May 13 — Trust-fund taxes collected by a debtor payroll company in Chapter 7 were not property of the estate subject to the trustee's preferential transfer avoidance power, the Third Circuit ruled.

A two-member panel of the Third Circuit entered an opinion May 5 with two distinct holdings: First, it ruled that separate pre-petition transfers by the debtor in this case could not be aggregated to meet and exceed the minimum value threshold necessary to support an action to avoid and recover a preference.

Second, the court determined that payroll tax withholding payments made to the debtor payroll company did not constitute “property of the estate” to satisfy that requirement to recover preferential transfers.

The third judge on the panel had “assumed inactive status” after argument and panel conference but prior to the issuance of the opinion.

Same Transferee but Different Debts

Section 547(b) of the Bankruptcy Code authorizes a Chapter 7 trustee to sue to recover payments made “to or for the benefit of a creditor” if those payments were made on account of an antecedent (pre-existing) debt within 90 days prior to the commencement of the bankruptcy case and while the debtor was insolvent.

This “avoidance power” is limited by certain statutory exceptions, including Section 547(c)(9) which requires that “the aggregate value of all property that constitutes or is affected by such transfer is less than $5,000.” The actual dollar amount is slightly higher by operation of Section 104 and related regulations; for the transfers in this case the minimum claim was $5,850. The Third Circuit said that it had not previously examined this provision.

The trustee's complaint was to avoid five particular payments made to the IRS for payroll taxes.
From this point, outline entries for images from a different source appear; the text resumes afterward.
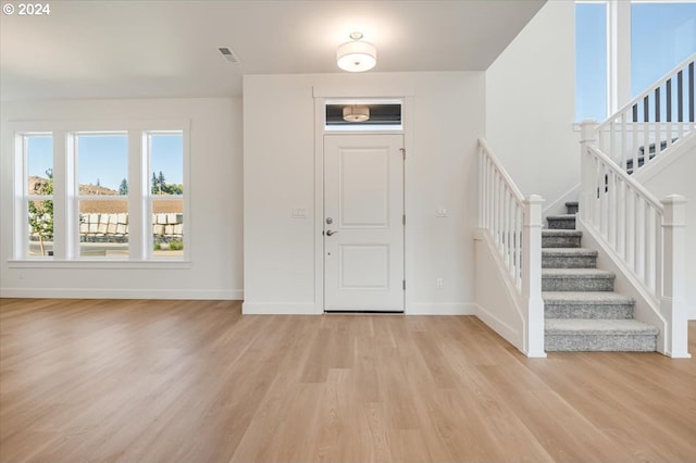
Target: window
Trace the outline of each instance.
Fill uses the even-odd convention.
[[[607,117],[607,5],[575,4],[575,121]]]
[[[76,134],[79,255],[128,256],[128,136]]]
[[[696,3],[631,4],[632,97],[696,51]]]
[[[602,122],[694,51],[694,2],[576,1],[576,121]]]
[[[400,100],[328,100],[325,107],[326,130],[378,130],[403,129]]]
[[[54,129],[15,130],[14,188],[22,204],[15,213],[16,260],[188,258],[184,223],[188,132],[171,128],[185,123],[163,123],[161,130],[39,125],[51,124]]]
[[[50,135],[25,135],[22,165],[25,166],[24,210],[28,241],[22,249],[32,256],[53,255],[53,138]],[[24,224],[23,224],[24,225]],[[26,235],[22,234],[23,240]]]
[[[184,255],[184,145],[181,133],[147,135],[152,255]]]

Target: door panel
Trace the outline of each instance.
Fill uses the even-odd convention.
[[[402,143],[401,135],[324,137],[327,311],[403,311]]]

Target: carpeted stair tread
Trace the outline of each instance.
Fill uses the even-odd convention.
[[[544,291],[542,299],[546,303],[563,303],[563,304],[586,304],[601,303],[609,304],[632,304],[633,298],[620,295],[613,291]]]
[[[637,320],[546,318],[547,335],[657,336],[659,329]]]
[[[595,268],[598,254],[587,248],[542,248],[542,267]]]
[[[543,229],[542,248],[580,248],[582,237],[583,233],[575,229]]]
[[[546,222],[549,229],[575,229],[575,214],[549,215]]]
[[[599,268],[542,268],[542,278],[614,279],[616,275]]]
[[[574,230],[574,229],[563,229],[563,228],[556,228],[556,229],[548,229],[545,228],[542,230],[542,236],[573,236],[573,237],[582,237],[583,233],[582,230]]]
[[[614,279],[597,268],[542,268],[542,291],[613,291]]]
[[[542,249],[542,256],[544,255],[564,255],[569,258],[587,255],[596,258],[599,252],[587,248],[544,248]]]

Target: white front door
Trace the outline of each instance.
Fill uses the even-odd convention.
[[[324,309],[403,312],[403,136],[324,136]]]

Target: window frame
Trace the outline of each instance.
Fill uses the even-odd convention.
[[[148,246],[152,241],[147,171],[149,152],[145,146],[147,134],[181,133],[183,138],[183,209],[190,210],[190,121],[189,120],[126,120],[126,121],[10,121],[12,134],[13,225],[10,267],[61,268],[186,268],[190,267],[191,233],[184,222],[184,253],[176,258],[153,256]],[[77,163],[75,137],[79,134],[127,133],[128,136],[128,256],[125,259],[79,255],[79,196],[77,195]],[[24,137],[53,137],[53,256],[28,254],[28,185]],[[28,177],[27,177],[28,178]],[[121,196],[120,196],[121,198]],[[132,216],[133,214],[133,216]],[[150,217],[150,218],[148,218]],[[137,220],[134,220],[137,218]],[[150,225],[150,226],[148,226]],[[149,236],[149,240],[148,240]]]

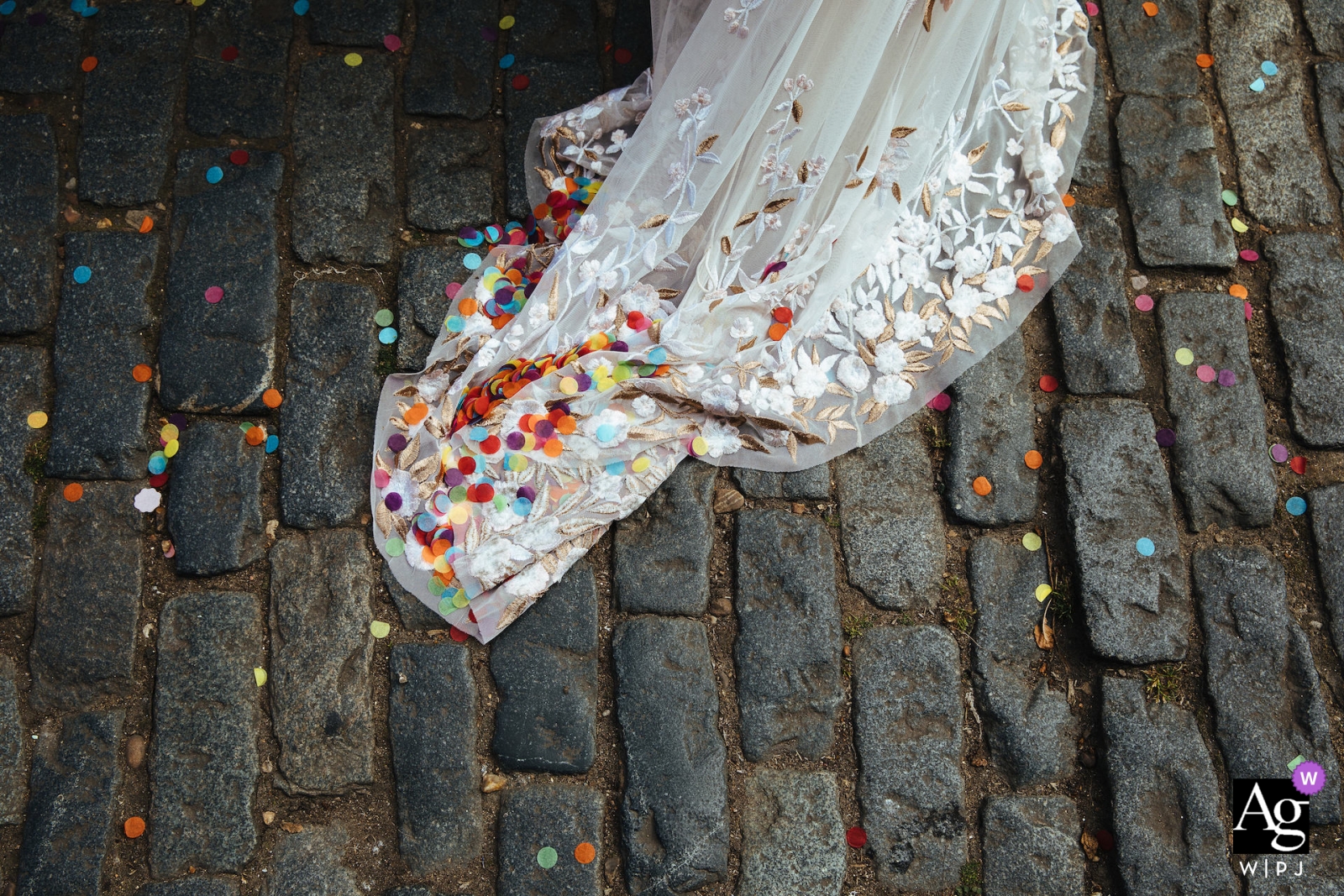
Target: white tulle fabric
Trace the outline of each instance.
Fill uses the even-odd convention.
[[[792,470],[887,431],[1008,336],[1077,253],[1062,192],[1094,54],[1075,0],[727,1],[653,0],[652,73],[536,122],[532,200],[550,189],[538,169],[601,191],[563,244],[491,253],[499,269],[519,253],[546,263],[505,329],[468,317],[425,372],[384,387],[375,540],[409,591],[481,641],[689,453]],[[476,277],[460,300],[489,294]],[[655,324],[630,328],[632,312]],[[777,314],[792,314],[778,340]],[[626,351],[587,353],[484,420],[504,438],[563,400],[577,430],[558,457],[449,434],[501,363],[595,333]],[[603,376],[650,352],[663,375]],[[606,387],[562,392],[581,372]],[[429,416],[407,424],[421,403]],[[410,439],[398,454],[394,433]],[[434,496],[462,457],[499,500],[454,520]],[[414,540],[430,517],[452,528],[448,559]]]

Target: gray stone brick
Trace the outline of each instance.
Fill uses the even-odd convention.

Four of the five transfers were amounts less than $5,850, but the trustee argued that since they were all paid to the same transferee, the IRS, those transfers should be aggregated, thereby surpassing the statutory minimum.

The court disagreed. Although the transferee was the same, the payments were made on account of separate and distinct antecedent debts made for the benefit of separate and distinct creditors—Net Pay's clients which delivered funds to Net Pay to be paid to the client's employees and to the IRS for those employee's tax withholdings. Because the creditors and debts were distinct, the court said it could not permit aggregating the smaller transfers without rendering the minimum transfer defense practically ineffective.

No Loophole Created

The court said that its ruling was not an invitation for clever creditors to attempt to skirt preference avoidance exposure by taking multiple payments in amounts less than the Section 547(c)(9) minimum.

Those transfers, the court said, “may nevertheless be aggregated if they are, in effect, a single transfer on account of the same debt.”

Trust Fund Taxes Not Property of the Estate

The fifth transfer subject to the trustee's complaint was for over $32,000, so the Section 547(c)(9) defense discussed above did not apply. The court resolved this transfer by concluding that the actual funds transferred were not in fact property of the debtor — a requirement for an avoidable preference — but instead were held in trust for the benefit of another.

The court relied on Section 7501 of the Internal Revenue Code and its detailed analysis of the U.S. Supreme Court's decision in Begier v. Commissioner, 496 U.S. 53 (1990) in its interpretation of when and to what extent the money collected by Net Pay from its clients would be considered held in trust. The court explained that “section 7501(a) of the Internal Revenue Code creates a special statutory trust in favor of the United States for taxes withheld from employee paychecks (otherwise known as ‘trust fund' taxes).”

The court said that because in Begier the Supreme Court noted that trusts created under section 7501 of the IRC are not like other trusts (which might have specific tracing or other requirements), the court was not required to do a tracing analysis on the funds collected and disbursed by the debtor. The court relied on IRC section 7501 to find that the money paid by Net Pay's clients was for the purpose of paying taxes and therefore constituted funds in trust, in which Net Pay had no equitable interests.

In its holding, the Third Circuit extended the reasoning of the Begier decision to apply to third parties holding property on behalf of the companies obligated to withhold taxes.

Debtor's Principal Arrested

The attorney general for Pennsylvania issued a press release on May 11 stating that Net Pay's CEO and owner, William Simon Sullivan, Jr., was arrested and being charged for theft and fraud crimes directly related to alleged misappropriation of the trust fund taxes collected by Net Pay.

According to the press release, Sullivan is alleged to have used funds collected by Net Pay for the purpose of paying payroll or related taxes for other improper purposes, including paying the company's business expenses, and for Sullivan's personal expenses including home renovations, travel and personal vehicles.

Sullivan is also alleged to have taken funds from newer clients to pay tax obligations of existing clients. Bail was set at a preliminary arraignment in the amount of $150,000.

Markian R. Slobodian, Harrisburg, Pa., argued the case in his capacity as Chapter 7 trustee. The IRS appeared at oral argument by Ivan C. Dale, U.S. Dept. of Justice, Washington D.C.